Wednesday, August 20, 2008

What else could I have said...?

On 1 July 2008, as I was finishing a long weekend in the Arlington, VA/ Washington, D.C. area where I had been for a conference, I, for the first time, had the experience of talking with a Mormon missionary. It was late in the afternoon and I was on my way from the hotel to the airport, as I was to fly home that evening, when, as I was about to step on to the escalator to descend into the Metro subway station, a young Moroan gentleman, dressed in the usual dark slacks, with a short-sleeved Oxford with a pocket Bible and a simple tie, was suddenly at my side with a, "Hello, ma'am, how are you today?"

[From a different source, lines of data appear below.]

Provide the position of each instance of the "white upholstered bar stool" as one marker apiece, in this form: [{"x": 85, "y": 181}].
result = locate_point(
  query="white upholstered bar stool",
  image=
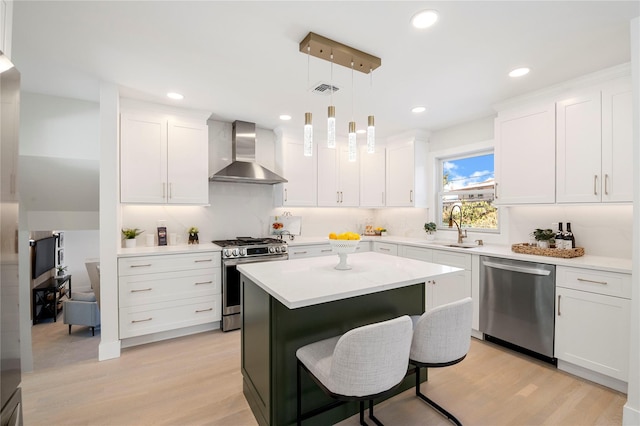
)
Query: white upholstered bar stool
[
  {"x": 441, "y": 337},
  {"x": 363, "y": 364}
]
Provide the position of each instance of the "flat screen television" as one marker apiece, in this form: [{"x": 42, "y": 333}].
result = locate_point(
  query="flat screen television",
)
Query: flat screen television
[{"x": 44, "y": 256}]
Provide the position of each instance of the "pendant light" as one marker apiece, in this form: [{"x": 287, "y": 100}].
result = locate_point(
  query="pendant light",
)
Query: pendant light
[
  {"x": 371, "y": 127},
  {"x": 308, "y": 118},
  {"x": 352, "y": 145},
  {"x": 331, "y": 116}
]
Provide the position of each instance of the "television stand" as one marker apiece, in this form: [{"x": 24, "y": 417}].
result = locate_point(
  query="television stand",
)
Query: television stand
[{"x": 46, "y": 300}]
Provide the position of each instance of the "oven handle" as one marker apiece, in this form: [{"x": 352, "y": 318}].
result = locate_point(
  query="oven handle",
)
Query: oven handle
[
  {"x": 523, "y": 269},
  {"x": 232, "y": 262}
]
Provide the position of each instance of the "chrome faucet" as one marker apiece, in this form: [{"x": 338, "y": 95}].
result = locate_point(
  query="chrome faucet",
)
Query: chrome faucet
[{"x": 452, "y": 221}]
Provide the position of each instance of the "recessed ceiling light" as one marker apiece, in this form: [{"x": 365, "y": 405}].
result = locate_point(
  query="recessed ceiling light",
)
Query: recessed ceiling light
[
  {"x": 424, "y": 19},
  {"x": 519, "y": 72}
]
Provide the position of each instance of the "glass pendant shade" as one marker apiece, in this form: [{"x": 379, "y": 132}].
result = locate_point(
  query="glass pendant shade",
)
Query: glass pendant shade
[
  {"x": 331, "y": 127},
  {"x": 308, "y": 135},
  {"x": 371, "y": 135},
  {"x": 352, "y": 141}
]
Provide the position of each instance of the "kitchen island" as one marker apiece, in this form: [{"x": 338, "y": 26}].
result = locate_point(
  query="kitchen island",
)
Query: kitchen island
[{"x": 286, "y": 305}]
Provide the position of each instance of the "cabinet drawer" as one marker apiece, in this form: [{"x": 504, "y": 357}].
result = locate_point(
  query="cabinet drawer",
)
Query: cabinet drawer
[
  {"x": 154, "y": 288},
  {"x": 599, "y": 282},
  {"x": 164, "y": 263},
  {"x": 140, "y": 320},
  {"x": 385, "y": 248},
  {"x": 459, "y": 260}
]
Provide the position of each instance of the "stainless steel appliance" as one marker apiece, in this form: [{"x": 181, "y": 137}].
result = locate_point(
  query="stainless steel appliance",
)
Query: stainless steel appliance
[
  {"x": 517, "y": 301},
  {"x": 238, "y": 251}
]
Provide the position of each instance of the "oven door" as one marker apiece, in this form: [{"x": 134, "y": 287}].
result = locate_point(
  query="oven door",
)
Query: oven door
[{"x": 231, "y": 291}]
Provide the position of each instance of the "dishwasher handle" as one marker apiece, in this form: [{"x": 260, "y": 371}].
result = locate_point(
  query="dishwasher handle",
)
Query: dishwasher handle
[{"x": 515, "y": 268}]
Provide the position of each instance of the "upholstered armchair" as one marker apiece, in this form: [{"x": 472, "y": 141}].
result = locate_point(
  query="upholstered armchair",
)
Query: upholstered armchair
[{"x": 83, "y": 308}]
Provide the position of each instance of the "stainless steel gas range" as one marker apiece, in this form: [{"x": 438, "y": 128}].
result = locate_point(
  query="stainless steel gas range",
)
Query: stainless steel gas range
[{"x": 238, "y": 251}]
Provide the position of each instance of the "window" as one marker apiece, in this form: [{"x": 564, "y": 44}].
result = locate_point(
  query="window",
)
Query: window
[{"x": 468, "y": 183}]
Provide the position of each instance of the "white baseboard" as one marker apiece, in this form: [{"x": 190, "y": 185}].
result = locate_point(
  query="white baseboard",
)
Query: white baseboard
[
  {"x": 170, "y": 334},
  {"x": 630, "y": 416},
  {"x": 593, "y": 376}
]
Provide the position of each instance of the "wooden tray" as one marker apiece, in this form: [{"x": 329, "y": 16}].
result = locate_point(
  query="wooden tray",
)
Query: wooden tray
[{"x": 526, "y": 248}]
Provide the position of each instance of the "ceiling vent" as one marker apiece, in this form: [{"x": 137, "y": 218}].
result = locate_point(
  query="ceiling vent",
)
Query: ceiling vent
[{"x": 324, "y": 89}]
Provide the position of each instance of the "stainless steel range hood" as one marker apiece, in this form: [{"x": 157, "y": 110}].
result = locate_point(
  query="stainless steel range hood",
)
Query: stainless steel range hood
[{"x": 244, "y": 168}]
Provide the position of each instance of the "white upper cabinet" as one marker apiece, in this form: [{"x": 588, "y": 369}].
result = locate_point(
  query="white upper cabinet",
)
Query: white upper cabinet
[
  {"x": 372, "y": 178},
  {"x": 162, "y": 160},
  {"x": 617, "y": 141},
  {"x": 525, "y": 155},
  {"x": 302, "y": 175},
  {"x": 594, "y": 145},
  {"x": 338, "y": 178},
  {"x": 406, "y": 174}
]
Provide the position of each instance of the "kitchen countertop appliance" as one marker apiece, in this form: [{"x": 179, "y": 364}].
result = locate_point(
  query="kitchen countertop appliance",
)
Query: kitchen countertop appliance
[
  {"x": 239, "y": 251},
  {"x": 517, "y": 302}
]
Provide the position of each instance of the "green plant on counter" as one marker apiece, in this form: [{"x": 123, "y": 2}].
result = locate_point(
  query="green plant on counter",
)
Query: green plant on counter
[
  {"x": 131, "y": 233},
  {"x": 430, "y": 227},
  {"x": 543, "y": 234}
]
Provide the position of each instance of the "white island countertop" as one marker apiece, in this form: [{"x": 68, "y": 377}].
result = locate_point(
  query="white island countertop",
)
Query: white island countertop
[{"x": 305, "y": 282}]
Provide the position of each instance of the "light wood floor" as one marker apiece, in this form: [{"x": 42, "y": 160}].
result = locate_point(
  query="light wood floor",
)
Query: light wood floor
[{"x": 196, "y": 380}]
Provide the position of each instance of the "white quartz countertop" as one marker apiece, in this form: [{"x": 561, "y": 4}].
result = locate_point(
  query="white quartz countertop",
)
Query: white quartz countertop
[
  {"x": 602, "y": 263},
  {"x": 305, "y": 282},
  {"x": 159, "y": 250}
]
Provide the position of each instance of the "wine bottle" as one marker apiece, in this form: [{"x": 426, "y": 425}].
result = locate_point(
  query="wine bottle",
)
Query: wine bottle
[
  {"x": 559, "y": 237},
  {"x": 569, "y": 239}
]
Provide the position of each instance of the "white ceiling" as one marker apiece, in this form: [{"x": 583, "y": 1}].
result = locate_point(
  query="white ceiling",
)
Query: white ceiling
[{"x": 240, "y": 60}]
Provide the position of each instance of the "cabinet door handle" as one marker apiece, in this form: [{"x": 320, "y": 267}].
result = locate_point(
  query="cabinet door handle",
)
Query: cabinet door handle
[
  {"x": 559, "y": 296},
  {"x": 584, "y": 280}
]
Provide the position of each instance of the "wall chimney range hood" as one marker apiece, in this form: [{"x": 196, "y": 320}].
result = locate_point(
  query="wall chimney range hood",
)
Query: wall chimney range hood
[{"x": 244, "y": 168}]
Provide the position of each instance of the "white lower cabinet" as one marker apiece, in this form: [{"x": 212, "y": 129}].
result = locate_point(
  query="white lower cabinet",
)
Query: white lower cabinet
[
  {"x": 446, "y": 289},
  {"x": 167, "y": 292},
  {"x": 592, "y": 322}
]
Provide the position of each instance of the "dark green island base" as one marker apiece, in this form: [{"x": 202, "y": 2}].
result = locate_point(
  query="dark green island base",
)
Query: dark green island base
[{"x": 271, "y": 334}]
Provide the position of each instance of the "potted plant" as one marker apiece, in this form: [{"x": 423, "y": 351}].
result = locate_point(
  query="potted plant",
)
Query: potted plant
[
  {"x": 430, "y": 229},
  {"x": 193, "y": 235},
  {"x": 543, "y": 236},
  {"x": 130, "y": 235}
]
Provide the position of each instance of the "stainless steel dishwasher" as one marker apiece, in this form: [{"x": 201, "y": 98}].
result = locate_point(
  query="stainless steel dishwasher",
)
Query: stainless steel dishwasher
[{"x": 517, "y": 301}]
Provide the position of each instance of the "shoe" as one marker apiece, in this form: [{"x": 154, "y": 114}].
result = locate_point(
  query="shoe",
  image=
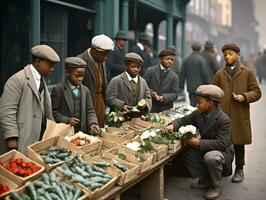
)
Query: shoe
[
  {"x": 238, "y": 176},
  {"x": 200, "y": 184},
  {"x": 212, "y": 193}
]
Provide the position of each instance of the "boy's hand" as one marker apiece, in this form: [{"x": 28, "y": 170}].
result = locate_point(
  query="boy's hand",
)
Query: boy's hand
[
  {"x": 168, "y": 129},
  {"x": 12, "y": 143},
  {"x": 73, "y": 121}
]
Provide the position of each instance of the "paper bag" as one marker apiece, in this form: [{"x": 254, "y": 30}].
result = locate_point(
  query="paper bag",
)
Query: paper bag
[{"x": 57, "y": 129}]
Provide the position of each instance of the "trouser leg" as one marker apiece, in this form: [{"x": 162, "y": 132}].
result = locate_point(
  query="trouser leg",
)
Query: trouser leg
[
  {"x": 239, "y": 156},
  {"x": 214, "y": 161},
  {"x": 193, "y": 161}
]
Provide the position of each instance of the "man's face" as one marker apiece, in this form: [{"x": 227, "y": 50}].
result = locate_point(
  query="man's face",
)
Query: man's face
[
  {"x": 44, "y": 67},
  {"x": 203, "y": 105},
  {"x": 76, "y": 75},
  {"x": 231, "y": 57},
  {"x": 133, "y": 69},
  {"x": 167, "y": 61}
]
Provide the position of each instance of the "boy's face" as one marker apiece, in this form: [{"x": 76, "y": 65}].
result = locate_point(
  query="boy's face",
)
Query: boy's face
[
  {"x": 167, "y": 61},
  {"x": 133, "y": 69},
  {"x": 204, "y": 105},
  {"x": 231, "y": 57},
  {"x": 44, "y": 67},
  {"x": 75, "y": 75}
]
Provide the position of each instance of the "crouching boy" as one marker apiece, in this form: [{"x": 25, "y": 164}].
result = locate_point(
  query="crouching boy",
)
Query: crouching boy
[
  {"x": 210, "y": 156},
  {"x": 71, "y": 101}
]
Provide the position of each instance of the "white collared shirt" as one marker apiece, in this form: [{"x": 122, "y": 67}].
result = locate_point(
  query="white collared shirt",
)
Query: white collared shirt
[
  {"x": 136, "y": 79},
  {"x": 36, "y": 76}
]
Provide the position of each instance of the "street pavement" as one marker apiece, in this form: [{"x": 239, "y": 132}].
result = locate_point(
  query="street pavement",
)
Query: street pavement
[{"x": 254, "y": 185}]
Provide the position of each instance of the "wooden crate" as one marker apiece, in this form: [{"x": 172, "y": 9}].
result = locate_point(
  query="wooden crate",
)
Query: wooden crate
[
  {"x": 58, "y": 141},
  {"x": 133, "y": 169},
  {"x": 13, "y": 154},
  {"x": 173, "y": 148},
  {"x": 23, "y": 190},
  {"x": 12, "y": 186},
  {"x": 131, "y": 156}
]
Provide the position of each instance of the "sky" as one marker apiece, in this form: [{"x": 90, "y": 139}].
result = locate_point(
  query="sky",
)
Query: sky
[{"x": 260, "y": 8}]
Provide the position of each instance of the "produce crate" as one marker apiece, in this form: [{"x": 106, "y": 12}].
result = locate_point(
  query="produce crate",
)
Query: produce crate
[
  {"x": 118, "y": 135},
  {"x": 131, "y": 173},
  {"x": 12, "y": 186},
  {"x": 98, "y": 191},
  {"x": 13, "y": 154},
  {"x": 132, "y": 157},
  {"x": 23, "y": 190},
  {"x": 173, "y": 148},
  {"x": 58, "y": 141}
]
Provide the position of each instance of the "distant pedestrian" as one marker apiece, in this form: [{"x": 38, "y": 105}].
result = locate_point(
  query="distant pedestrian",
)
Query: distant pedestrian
[
  {"x": 143, "y": 48},
  {"x": 95, "y": 72},
  {"x": 241, "y": 88},
  {"x": 193, "y": 72},
  {"x": 71, "y": 100},
  {"x": 210, "y": 59},
  {"x": 115, "y": 63},
  {"x": 127, "y": 89},
  {"x": 25, "y": 104},
  {"x": 211, "y": 155},
  {"x": 163, "y": 82}
]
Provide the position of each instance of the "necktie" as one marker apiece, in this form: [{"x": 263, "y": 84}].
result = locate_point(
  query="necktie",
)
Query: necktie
[
  {"x": 41, "y": 85},
  {"x": 133, "y": 86}
]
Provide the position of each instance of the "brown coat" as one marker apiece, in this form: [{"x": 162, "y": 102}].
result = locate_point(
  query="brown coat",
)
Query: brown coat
[{"x": 243, "y": 82}]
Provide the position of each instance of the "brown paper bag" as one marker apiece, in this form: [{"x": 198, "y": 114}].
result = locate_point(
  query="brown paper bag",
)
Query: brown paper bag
[{"x": 57, "y": 129}]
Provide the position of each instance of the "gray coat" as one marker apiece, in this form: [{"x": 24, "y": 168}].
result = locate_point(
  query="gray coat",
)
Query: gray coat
[
  {"x": 194, "y": 72},
  {"x": 215, "y": 134},
  {"x": 89, "y": 79},
  {"x": 168, "y": 88},
  {"x": 63, "y": 106},
  {"x": 119, "y": 92},
  {"x": 21, "y": 110}
]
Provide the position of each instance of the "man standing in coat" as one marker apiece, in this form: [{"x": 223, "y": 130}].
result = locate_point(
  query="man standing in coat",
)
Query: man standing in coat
[
  {"x": 210, "y": 59},
  {"x": 163, "y": 82},
  {"x": 25, "y": 103},
  {"x": 194, "y": 72},
  {"x": 127, "y": 89},
  {"x": 95, "y": 73},
  {"x": 115, "y": 63},
  {"x": 210, "y": 156},
  {"x": 241, "y": 88}
]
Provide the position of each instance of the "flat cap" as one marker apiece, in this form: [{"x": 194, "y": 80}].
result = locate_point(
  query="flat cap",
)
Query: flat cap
[
  {"x": 209, "y": 44},
  {"x": 45, "y": 52},
  {"x": 75, "y": 62},
  {"x": 102, "y": 43},
  {"x": 166, "y": 52},
  {"x": 232, "y": 46},
  {"x": 121, "y": 35},
  {"x": 213, "y": 92},
  {"x": 134, "y": 57},
  {"x": 196, "y": 45}
]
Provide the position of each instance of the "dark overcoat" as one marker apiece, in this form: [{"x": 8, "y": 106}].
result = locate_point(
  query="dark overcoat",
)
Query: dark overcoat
[
  {"x": 214, "y": 135},
  {"x": 168, "y": 88},
  {"x": 242, "y": 82},
  {"x": 63, "y": 106}
]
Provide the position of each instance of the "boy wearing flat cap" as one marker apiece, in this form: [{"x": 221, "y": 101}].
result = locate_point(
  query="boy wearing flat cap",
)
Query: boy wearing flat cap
[
  {"x": 95, "y": 72},
  {"x": 25, "y": 103},
  {"x": 210, "y": 156},
  {"x": 127, "y": 89},
  {"x": 241, "y": 88},
  {"x": 71, "y": 100},
  {"x": 163, "y": 82}
]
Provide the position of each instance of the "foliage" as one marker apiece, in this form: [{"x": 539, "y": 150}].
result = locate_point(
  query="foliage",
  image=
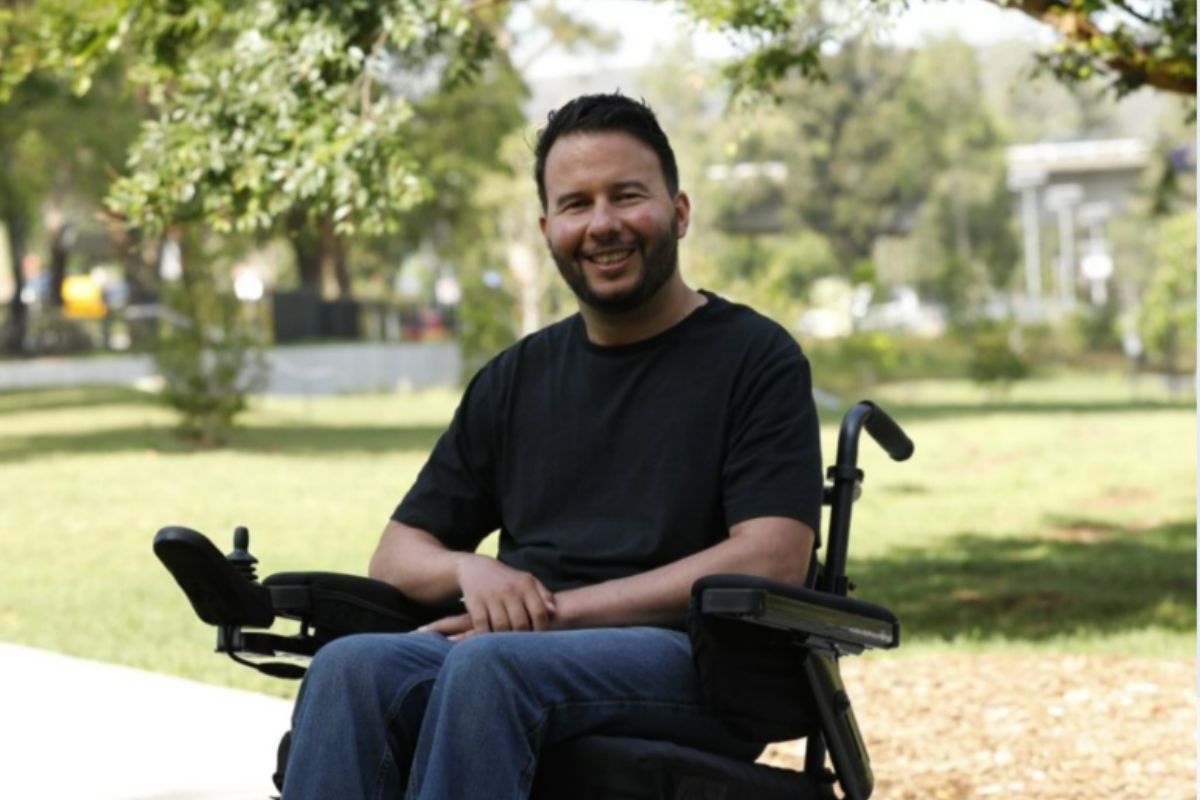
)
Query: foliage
[
  {"x": 1127, "y": 44},
  {"x": 867, "y": 360},
  {"x": 996, "y": 360},
  {"x": 1095, "y": 328},
  {"x": 1167, "y": 320},
  {"x": 262, "y": 108},
  {"x": 208, "y": 354}
]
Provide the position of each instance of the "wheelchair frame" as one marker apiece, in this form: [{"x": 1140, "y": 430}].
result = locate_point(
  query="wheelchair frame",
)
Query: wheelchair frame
[{"x": 822, "y": 621}]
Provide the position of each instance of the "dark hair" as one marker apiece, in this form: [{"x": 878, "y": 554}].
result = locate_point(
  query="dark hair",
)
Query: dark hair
[{"x": 597, "y": 113}]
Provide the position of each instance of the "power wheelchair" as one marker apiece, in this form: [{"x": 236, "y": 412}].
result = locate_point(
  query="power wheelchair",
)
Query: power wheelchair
[{"x": 767, "y": 654}]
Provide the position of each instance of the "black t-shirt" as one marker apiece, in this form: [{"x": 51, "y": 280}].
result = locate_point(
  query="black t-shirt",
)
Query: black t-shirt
[{"x": 601, "y": 462}]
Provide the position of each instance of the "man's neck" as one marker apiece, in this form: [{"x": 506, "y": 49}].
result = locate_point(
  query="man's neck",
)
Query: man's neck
[{"x": 669, "y": 307}]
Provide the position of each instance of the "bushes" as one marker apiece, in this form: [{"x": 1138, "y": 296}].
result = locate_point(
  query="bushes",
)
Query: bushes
[
  {"x": 868, "y": 358},
  {"x": 209, "y": 356}
]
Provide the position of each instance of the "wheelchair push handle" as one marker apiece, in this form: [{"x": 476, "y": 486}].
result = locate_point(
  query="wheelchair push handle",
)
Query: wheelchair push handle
[{"x": 888, "y": 433}]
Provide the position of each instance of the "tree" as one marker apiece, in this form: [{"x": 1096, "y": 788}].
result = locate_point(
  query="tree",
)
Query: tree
[
  {"x": 1167, "y": 320},
  {"x": 1127, "y": 44}
]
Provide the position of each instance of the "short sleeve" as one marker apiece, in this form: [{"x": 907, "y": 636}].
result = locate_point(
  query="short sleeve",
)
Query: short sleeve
[
  {"x": 454, "y": 497},
  {"x": 773, "y": 459}
]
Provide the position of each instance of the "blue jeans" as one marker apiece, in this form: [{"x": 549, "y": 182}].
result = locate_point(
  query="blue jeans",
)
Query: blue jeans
[{"x": 381, "y": 711}]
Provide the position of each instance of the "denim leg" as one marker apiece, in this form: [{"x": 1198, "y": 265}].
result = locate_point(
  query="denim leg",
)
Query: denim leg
[
  {"x": 358, "y": 715},
  {"x": 502, "y": 697}
]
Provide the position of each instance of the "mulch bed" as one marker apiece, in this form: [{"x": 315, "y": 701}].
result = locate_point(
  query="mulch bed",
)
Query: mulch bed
[{"x": 1032, "y": 727}]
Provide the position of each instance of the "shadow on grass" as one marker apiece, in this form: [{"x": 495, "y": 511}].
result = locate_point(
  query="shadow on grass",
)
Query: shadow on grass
[
  {"x": 1081, "y": 576},
  {"x": 274, "y": 440}
]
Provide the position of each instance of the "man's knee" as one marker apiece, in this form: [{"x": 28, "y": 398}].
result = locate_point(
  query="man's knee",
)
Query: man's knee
[{"x": 490, "y": 660}]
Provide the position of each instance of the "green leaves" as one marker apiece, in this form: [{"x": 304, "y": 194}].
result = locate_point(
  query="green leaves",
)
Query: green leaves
[{"x": 261, "y": 108}]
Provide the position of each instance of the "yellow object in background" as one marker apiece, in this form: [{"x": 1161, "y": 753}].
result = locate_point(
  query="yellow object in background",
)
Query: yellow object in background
[{"x": 82, "y": 298}]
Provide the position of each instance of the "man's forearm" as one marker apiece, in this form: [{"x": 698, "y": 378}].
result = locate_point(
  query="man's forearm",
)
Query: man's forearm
[
  {"x": 769, "y": 547},
  {"x": 417, "y": 563}
]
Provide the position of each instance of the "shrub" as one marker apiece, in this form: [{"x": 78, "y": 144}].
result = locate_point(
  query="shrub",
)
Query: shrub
[
  {"x": 995, "y": 359},
  {"x": 209, "y": 356}
]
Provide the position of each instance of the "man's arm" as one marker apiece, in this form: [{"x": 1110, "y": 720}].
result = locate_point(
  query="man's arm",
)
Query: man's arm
[
  {"x": 497, "y": 596},
  {"x": 771, "y": 547}
]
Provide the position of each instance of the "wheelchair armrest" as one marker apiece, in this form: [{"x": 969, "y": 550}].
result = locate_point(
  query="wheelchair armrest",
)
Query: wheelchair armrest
[
  {"x": 336, "y": 603},
  {"x": 826, "y": 621},
  {"x": 219, "y": 593}
]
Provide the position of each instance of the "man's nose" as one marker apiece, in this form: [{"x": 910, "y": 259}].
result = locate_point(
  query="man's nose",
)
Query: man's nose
[{"x": 604, "y": 222}]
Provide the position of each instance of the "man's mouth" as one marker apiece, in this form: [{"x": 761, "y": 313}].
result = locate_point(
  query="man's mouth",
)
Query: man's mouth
[{"x": 609, "y": 257}]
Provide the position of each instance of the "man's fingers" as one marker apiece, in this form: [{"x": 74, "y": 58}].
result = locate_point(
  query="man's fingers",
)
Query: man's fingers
[
  {"x": 449, "y": 625},
  {"x": 498, "y": 617},
  {"x": 547, "y": 597}
]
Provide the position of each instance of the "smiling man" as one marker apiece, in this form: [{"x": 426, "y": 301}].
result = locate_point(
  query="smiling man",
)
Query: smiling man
[{"x": 658, "y": 435}]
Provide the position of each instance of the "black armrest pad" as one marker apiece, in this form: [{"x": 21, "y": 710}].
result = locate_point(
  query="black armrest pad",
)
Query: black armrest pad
[
  {"x": 847, "y": 624},
  {"x": 336, "y": 603}
]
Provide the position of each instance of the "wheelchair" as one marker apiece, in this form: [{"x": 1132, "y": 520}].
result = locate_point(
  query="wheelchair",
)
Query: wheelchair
[{"x": 767, "y": 654}]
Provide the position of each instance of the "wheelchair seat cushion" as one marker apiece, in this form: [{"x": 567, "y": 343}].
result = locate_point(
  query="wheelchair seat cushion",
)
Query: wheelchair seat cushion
[{"x": 615, "y": 768}]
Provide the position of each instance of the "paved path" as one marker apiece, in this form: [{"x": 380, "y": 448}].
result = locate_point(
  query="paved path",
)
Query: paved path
[
  {"x": 299, "y": 370},
  {"x": 87, "y": 731}
]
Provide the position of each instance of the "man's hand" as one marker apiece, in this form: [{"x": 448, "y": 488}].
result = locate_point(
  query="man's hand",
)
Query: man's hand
[{"x": 498, "y": 599}]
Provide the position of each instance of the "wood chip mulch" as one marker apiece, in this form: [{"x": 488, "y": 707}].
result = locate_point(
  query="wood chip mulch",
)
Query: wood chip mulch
[{"x": 1035, "y": 727}]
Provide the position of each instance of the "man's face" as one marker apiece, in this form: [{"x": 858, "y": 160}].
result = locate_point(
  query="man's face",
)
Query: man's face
[{"x": 611, "y": 223}]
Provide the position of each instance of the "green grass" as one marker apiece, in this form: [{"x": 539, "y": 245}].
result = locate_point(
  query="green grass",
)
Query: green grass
[{"x": 1060, "y": 517}]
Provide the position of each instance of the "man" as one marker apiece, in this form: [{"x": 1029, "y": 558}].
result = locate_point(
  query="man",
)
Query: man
[{"x": 658, "y": 435}]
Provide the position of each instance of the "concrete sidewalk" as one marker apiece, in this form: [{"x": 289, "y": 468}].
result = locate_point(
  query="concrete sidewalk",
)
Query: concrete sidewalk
[{"x": 89, "y": 731}]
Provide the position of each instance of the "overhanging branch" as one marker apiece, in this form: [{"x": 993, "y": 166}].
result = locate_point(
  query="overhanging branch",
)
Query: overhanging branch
[{"x": 1135, "y": 61}]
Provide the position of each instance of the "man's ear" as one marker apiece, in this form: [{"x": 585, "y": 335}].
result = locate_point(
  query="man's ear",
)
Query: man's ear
[{"x": 683, "y": 212}]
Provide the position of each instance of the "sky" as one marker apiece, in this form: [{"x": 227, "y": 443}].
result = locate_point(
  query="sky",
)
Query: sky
[{"x": 646, "y": 28}]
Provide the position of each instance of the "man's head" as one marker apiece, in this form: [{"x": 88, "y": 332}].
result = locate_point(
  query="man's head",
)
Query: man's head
[
  {"x": 605, "y": 113},
  {"x": 612, "y": 209}
]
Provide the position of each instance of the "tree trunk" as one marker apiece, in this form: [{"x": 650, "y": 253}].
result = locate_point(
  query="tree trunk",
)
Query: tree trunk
[
  {"x": 307, "y": 245},
  {"x": 334, "y": 250},
  {"x": 17, "y": 226},
  {"x": 60, "y": 250}
]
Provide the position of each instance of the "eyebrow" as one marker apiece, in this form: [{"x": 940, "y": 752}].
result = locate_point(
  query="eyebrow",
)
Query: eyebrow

I wasn't exactly surprised to find a man at my elbow asking to talk to me about religion as I struggled to pull my suitcase onto the escalator. As I had been approaching the Metro entrance, I had seen the two Mormons (they usually travel in twos when on mission journeys) earnestly trying to strike up a conversation with any of the pedestrians walking by. As I advanced toward the entrance, I had decided that, though I was and still am in no way interested in becoming a Mormon, I would try to be as polite as possible should I be approached by one of the men.

And sure enough I was.

"Ma'am, do you love your family? Would you be interested in joining the eternal family in Heaven?" Such was the topic of conversation that I briefly had with this Mormon missionary, a young man of about 25 years of age, with short, clean-cut brown hair, simple gray-black glasses, and a very kind face, as I struggled to manage my suitcase and backpack on the escalator, slightly anxious about the time being that I had less than two hours before my plane was scheduled to depart from the Reagan Airport. I tried to listen and respond as kindly and positively as I could, letting him know that, while what he said sounded nice, I was Catholic and very happy with my religion. Finally, seeing he continued to persist, I had to say to him, "I'm sorry, I am Catholic and I love and am very happy with my religion. Thank you for talking with me, though, but I am just not interested." I then was back on my hurried way to the airport and then home.

Although it was no more than a five-minute conversation, sometimes I do think about that man and my interaction with him on that really, really hot July day. I realize that, gosh, it must be so, so hard for them to go out on their mission trips and try to evangelize. ,Not only do people so often blow them off (as many were that day), but even more often are they ridiculed and poked fun at in and by our modern society. From riding in the car with some friends when one yells out "Ooo, look, there's a Mormon!" as we drive by a helmetted one on a bike, to comedian, Jim Gaffigan in his skit on religion saying that the pope would probably say, "Easy, freak, I leave work at work," should he be approached by a Mormon, to all of the attention, negative or parodized, but rarely positive, that Mormonism receives for its practices, it is pretty easy to find.

Thinking of all of this, it must be really hard for a young Mormon adult to go out on a mission trip. I find it somewhat uncomfortable to talk with people, especially strangers, about my religious convictions and beliefs. It would be hard for me to try to street corner evangelize to some random Joe Schmoe, much less strike up a neutral conversation on religion with him. I don't know if I could bear with the some of the rejection that these Mormon missionaries have to put up with.

As a Roman Catholic, I think that I do have some similarities with that Mormon, not so much in our religious beliefs and practices but in the way the society views our individual religious beliefs and practices. Because of this, I wish I could have been more compassionate and respectful of this Mormon gentleman who so daringly stepped up to me that day as I hurried on to the escalator. Rather than just saying, "No thank you," I wish I would said something more like this: "Look, I know it must be really tough for you to be out here, trying to talk to people about faith and religion and then having them ignore you, blow you off, or even be mean and disrespectful to you. I am sorry for that, it must hurt at times. I don't want to me another person to do that to you, but I am Catholic - I love Catholicism and I sincerely believe that the Truth lies in Catholicism and that the surest path to happiness in heaven you talk about lies in my Catholic faith. Thank you for having the courage to talk to me today, and my best to you."

That's what I wish I might have said. But, hey, I guess it wasn't meant to work out that way.

1 comment:

Anonymous said...

I wish more people of faith could feel the connection you describe. In today's world, what we have in common is so much more important than what divides us.

As a Latter-Day Saint myself, I have often felt a spiritual kinship with believing Catholics that I have failed to find with believing Protestants, for example.

I'll have to ponder why that may be. Possibly it's because I perceive more compassion in the Catholic conception of deity.

Perhaps it's also the stronger Catholic emphasis on living one's religion. Too many Protestants have tried to convince me that my refusal to separate my faith from my works somehow makes my faith inferior to theirs and automatically condemns me to an eternity in hell.

Apparently the right kind of faith is only shown by doggedly believing that your seat in heaven was permanently reserved for you the moment you recited the prayer you found inside the back cover of a Jack Chick pamphlet when you were fifteen - no matter how badly and frequently you have sinned since or are likely to sin in the future.